Graphical processing units (GPUs) are specialized processors with dedicated memory that conventionally perform floating point operations required for rendering graphics. In response to commercial demand for real-time graphics rendering, the current generation of GPUs have evolved into many-core processors that are specifically designed to perform data-parallel computation. The main difference betwen GPUs and central processing units (CPUs) are that GPUs devote proportionally more transistors to arithmetic logic units and less to caches and flow control in comparison to CPUs. GPUs also typically have higher memory bandwidth compared to CPUs.

A recent trend in computer architecture is the move from traditional, single-core processors to multi-core processors and further to many-core or massively multi-core processors. This is primarily due to difficulties in making individual processors faster, while it is possible to provide more processing power by putting more cores onto a single die. The result of this trend is that computational problems which can take advantage of multiple threads can see significant linear speedup with the number of cores available.

Since GPUs have independently been developed to perform data-parallel computation using multiple cores, the scientific computing community is keen to take advantage of this technology by performing some computation on GPUs that has traditionally been done on CPUs.
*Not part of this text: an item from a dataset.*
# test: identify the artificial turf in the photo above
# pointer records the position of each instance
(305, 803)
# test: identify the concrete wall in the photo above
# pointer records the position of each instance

This is referred to as general-purpose computation on GPUs (GPGPU).

A data-parallel computation is a computation that has been parallelized by distributing the data amongst computing nodes. It can be contrasted with a task-parallel computation, in which the distribution of computing tasks is emphasized as opposed to the data. One framework that is used to accomplish data-parallelism is "single instruction, multiple data" (SIMD), in which multiple processors execute the same instructions on different pieces of data. This is the architecture used in GPUs, since it allows flow control computation to be shared amongst processors and thus allows more of the hardware to be devoted to instruction execution.

It is not the case that all computation must be 'completely' parallelizable. Indeed, although typically every thread will run identical functions, the functions themselves can condition on thread identifiers and data so that different instructions are executed in some threads. However, in SIMD architectures this leads to a performance hit since computation only occurs in parallel when the same instructions are being performed.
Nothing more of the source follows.